Axelle Lemaire a depuis tenté de recoller les morceaux, et s'est dite ouverte en novembre 2014 à l'entrée d'un groupe étranger au capital de Dailymotion. La secrétaire d'Etat au umérique a même tenté de jouer les intermédiaires en recevant Satya Nadella, le PDG de Microsoft, peu avant une rencontre avec Stéphane Richard, en novembre 2014. Orange et Microsoft ont eu l'occasion d'échanger à plusieurs reprises sur le dossier Dailymotion… mais sans qu'un accord soit trouvé, l'américain ne souhaitant pas, lui non plus, investir seul. Retour à la case départ.

L'hypothèse Canal+

On l'a oublié, mais Orange a déjà discuté de Dailymotion avec Vivendi… ou plus précisément le deal a été évoqué entre filiales. Canal+, propriété de Vivendi, a en effet regardé le dossier de près début 2014. Vivendi était alors propriétaire de SFR, concurrent d'Orange, mais cela n'empêchait pas sa filiale Canal+ de collaborer avec Orange dans la télévision payante, à travers le bouquet de chaines thématiques OCS. Rien d'impossible sur le papier, donc, mais des divergences de stratégie ont fait capoter le deal.

La piste asiatique

Si l'hypothèse Samsung a parfois été évoquée, sans que l'on sache si des discussions ont réellement eu lieu, Stéphane Richard s'est récemment tourné vers l'Asie pour tenter d'assurer l'avenir de Dailymotion.
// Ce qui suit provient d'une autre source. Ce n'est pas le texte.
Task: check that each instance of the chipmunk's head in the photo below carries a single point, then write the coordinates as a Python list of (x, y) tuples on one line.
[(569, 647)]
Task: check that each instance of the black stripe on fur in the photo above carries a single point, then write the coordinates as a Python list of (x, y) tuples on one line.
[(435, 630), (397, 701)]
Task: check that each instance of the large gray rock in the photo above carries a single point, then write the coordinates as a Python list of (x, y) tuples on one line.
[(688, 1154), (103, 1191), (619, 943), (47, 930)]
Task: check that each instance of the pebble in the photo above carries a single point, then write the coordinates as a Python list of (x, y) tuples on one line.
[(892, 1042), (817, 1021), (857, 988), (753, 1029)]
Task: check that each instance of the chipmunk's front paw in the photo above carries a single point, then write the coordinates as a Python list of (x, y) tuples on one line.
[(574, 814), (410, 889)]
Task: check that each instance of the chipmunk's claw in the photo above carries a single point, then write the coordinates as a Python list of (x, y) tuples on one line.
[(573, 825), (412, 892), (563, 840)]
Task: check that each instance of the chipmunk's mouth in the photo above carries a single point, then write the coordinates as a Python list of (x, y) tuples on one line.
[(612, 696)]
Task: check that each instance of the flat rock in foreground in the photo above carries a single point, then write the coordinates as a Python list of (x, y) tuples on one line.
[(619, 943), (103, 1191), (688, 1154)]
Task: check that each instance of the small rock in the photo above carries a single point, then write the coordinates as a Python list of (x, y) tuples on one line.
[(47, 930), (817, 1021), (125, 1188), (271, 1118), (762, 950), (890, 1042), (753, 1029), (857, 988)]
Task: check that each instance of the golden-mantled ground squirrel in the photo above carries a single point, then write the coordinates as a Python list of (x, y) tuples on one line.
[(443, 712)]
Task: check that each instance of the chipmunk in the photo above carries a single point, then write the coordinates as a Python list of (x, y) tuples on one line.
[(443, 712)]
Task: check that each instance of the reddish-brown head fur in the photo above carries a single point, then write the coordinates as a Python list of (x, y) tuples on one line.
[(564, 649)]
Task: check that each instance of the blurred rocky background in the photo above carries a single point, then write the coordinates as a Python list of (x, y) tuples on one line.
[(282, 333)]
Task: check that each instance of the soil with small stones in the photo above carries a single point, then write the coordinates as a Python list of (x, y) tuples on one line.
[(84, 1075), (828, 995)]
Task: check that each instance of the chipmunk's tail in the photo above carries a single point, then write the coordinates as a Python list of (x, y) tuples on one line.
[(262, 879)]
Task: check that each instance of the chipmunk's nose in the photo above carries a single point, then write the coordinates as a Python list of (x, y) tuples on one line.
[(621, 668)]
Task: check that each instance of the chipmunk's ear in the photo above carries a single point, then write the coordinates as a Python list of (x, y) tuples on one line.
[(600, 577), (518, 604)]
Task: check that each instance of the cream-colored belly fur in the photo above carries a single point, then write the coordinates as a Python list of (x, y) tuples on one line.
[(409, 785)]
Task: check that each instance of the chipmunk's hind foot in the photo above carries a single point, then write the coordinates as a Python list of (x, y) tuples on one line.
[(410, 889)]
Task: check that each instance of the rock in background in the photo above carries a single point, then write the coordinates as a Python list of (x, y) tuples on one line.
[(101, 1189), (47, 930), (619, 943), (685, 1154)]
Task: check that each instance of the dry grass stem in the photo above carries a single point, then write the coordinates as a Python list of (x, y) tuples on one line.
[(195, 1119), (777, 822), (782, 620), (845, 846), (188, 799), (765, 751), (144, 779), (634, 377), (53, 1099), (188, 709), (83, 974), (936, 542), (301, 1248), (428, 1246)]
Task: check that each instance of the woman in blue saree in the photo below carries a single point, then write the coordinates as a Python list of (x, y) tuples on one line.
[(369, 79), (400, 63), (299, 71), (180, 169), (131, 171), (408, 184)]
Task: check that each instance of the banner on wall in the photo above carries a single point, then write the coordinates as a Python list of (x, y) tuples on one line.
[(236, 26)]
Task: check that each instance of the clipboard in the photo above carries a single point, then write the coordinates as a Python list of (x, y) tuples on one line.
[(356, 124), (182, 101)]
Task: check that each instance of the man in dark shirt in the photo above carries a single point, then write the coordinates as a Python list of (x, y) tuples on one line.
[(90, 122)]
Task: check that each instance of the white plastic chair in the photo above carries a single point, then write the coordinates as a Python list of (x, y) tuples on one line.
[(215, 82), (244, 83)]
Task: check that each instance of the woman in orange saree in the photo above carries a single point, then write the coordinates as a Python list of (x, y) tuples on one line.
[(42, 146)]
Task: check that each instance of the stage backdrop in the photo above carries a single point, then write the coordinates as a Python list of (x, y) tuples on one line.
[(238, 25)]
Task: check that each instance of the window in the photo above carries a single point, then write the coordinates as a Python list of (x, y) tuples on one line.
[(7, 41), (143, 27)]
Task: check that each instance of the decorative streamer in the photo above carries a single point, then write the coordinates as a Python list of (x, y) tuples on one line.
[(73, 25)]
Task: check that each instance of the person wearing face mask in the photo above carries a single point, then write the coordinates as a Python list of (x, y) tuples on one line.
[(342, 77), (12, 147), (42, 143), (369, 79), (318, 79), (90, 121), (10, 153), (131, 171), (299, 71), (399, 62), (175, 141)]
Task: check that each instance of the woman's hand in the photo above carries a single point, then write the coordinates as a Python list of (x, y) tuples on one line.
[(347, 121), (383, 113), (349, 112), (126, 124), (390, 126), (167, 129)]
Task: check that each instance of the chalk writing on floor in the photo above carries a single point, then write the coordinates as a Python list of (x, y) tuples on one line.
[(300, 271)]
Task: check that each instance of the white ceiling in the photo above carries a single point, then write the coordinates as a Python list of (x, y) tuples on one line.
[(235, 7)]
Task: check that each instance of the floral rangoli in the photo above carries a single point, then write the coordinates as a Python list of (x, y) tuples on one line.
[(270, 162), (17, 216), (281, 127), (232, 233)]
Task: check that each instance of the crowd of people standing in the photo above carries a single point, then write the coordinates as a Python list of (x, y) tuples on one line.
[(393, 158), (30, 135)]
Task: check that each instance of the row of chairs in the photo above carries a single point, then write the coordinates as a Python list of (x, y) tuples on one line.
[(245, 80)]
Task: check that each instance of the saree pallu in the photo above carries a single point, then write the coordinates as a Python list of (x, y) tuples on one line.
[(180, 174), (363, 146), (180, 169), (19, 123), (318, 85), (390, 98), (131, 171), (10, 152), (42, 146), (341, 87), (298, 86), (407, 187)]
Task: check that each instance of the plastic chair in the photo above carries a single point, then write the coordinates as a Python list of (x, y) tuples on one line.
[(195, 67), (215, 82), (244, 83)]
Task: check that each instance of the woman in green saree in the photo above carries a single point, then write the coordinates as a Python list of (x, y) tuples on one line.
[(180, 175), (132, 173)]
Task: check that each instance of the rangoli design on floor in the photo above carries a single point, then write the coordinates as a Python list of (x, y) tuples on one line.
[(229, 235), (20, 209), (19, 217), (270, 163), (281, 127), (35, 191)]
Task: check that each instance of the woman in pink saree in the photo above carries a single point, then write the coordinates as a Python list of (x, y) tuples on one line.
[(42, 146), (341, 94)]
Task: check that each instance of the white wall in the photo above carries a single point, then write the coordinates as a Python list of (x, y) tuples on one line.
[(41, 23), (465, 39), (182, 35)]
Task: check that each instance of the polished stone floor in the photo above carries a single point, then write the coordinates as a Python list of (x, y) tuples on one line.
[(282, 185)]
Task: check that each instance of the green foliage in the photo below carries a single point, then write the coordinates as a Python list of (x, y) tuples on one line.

Le patron d'Orange a accompagné Emmanuel Macron lors d'une tournée asiatique, en novembre 2014. Il y a rencontré Masayohi Son, PDG du japonais Softbank (qui a pris le contrôle du français Aldebaran Robotics), mais surtout le milliardaire Richard Li, fils cadet de Li Ka Shing, l’homme le plus riche d’Asie et président du groupe PCCW, présent dans les télécoms.

C'est ce groupe qui, jusqu'à ce lundi, tenait la corde pour investir massivement dans Dailymotion et lui donner, selon ses propres termes, "une envergure mondiale suffisante, sur un marché où la taille critique est vitale pour se développer". Mais le gouvernement a une nouvelle fois mis son nez dans l'affaire (l'Etat est actionnaire à 24% d'Orange), demandant au groupe télécom de ne pas accorder d'exclusivité à l'offre chinoise pour privilégier des solutions européennes. PWCC s'est alors immédiatement retiré du jeu… laissant la voie libre à Vivendi.

Une solution française

C'est donc Vivendi qui tient finalement la corde pour donner un nouveau souffle à Dailymotion, même si le groupe français Fimalac (propriétaire de nombreux sites internet) et les allemands Axel Springer et Bertelsmann sont également intéressés. Assis sur une montagne de cash depuis les ventes de SFR et d'Activision-Blizzard, Vivendi a les moyens de ses ambitions et peut imaginer des synergies entre Dailymotion avec ses activités de musique (Universal Music Group) et de télévision payante (Canal+ Group). Le conseil d'administration d'Orange se réunit dès ce 7 avril pour étudier l'offre de Vivendi.